If you want to see what the Fair Tax would be like, you have to look no further than the disaster that was the Luxury Tax in the early 1990s. It was a tax on luxury jewelry, luxury cars, and luxury boats.
The first year's expected tax revenue was several billion dollars, but the actual revenue was on the order of a few million. What it didn't take into account was that by raising the cost, people's spending behavior would change drastically.
I don't know specifically how it affected the jewerly and automobile business, but it certainly just about put ever American sailboat business out of business. They laid off nearly every builder and salesman around. If it hadn't have been repealed reasonably quickly, those business would likely have been gone for good.
One frequent argument is that the Fair Tax won't increase costs at all because the base charges of items will decrease by about as much as the Fair Tax. But the only possible way that can happen is if all the employees also take a pay cut so that their take-home pay after the Fair Tax is the same as before. You should know as well as I know that that is not going to happen. In reality, pre-taxes prices will stay pretty much the same and the Fair Tax would make everything far more expensive.
The Fair Tax also presupposes that it is revenue neutral. That is, the total tax revenue with the Fair Tax will not change from the total tax revenue of the current Income Tax. Since the Fair Tax will be collected only on the sales of new merchandise, the very wealthy who pay the vast majority of the income taxes will only be taxed on what they buy. If a person makes $10,000,000 a year, but only spends $500,000 a year and invests the rest, their total taxes would be approximately $167,000 for an effective tax rate of 1.67%.
Guess who will be making up that difference? Not the poor. It will be the middle class and lower upper class that will pay the vast amount of taxes. If you make $75,000 to $500,000 a year, expect your tax load to increase dramatically as the tax rate is increased to make up for the massive reductions in tax revenue as people change their spending habits.

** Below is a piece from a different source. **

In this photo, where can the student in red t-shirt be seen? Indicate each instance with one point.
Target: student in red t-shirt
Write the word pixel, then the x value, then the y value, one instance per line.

The Fair Tax also supposed that the Income Tax will be abolished. That's not going to happen at all. In all likelihood, we would end up with both the Fair Tax and the Income Tax -- that's the only way they could bring up the same tax revenue as now -- the Fair Tax can't do it.
In that respect, the Fair Tax is kind of like a VAT. (Note that I didn't claim it is a VAT, but that it is kind of like a VAT.) What happened to all those countries that created a VAT? Did they get rid of their Income Taxes? Not hardly. Their combined taxes have climbed higher and higher as a result of having both.
Remember that any law that is passed including the Fair Tax, the law can easily be amended. It may require the abolishment of the Income Tax, but how long do you think it would be before it was quietly amended to keep both?
If we must have taxes, we need to go to a Flat Tax with very few deductions. My suggestion is two deductions -- a $15,000 deduction per family member and a $15,000 deduction per household. Thus, a single person with no kids would pay the tax on all income over $30,000 while a family of four would pay the tax on all income over $75,000.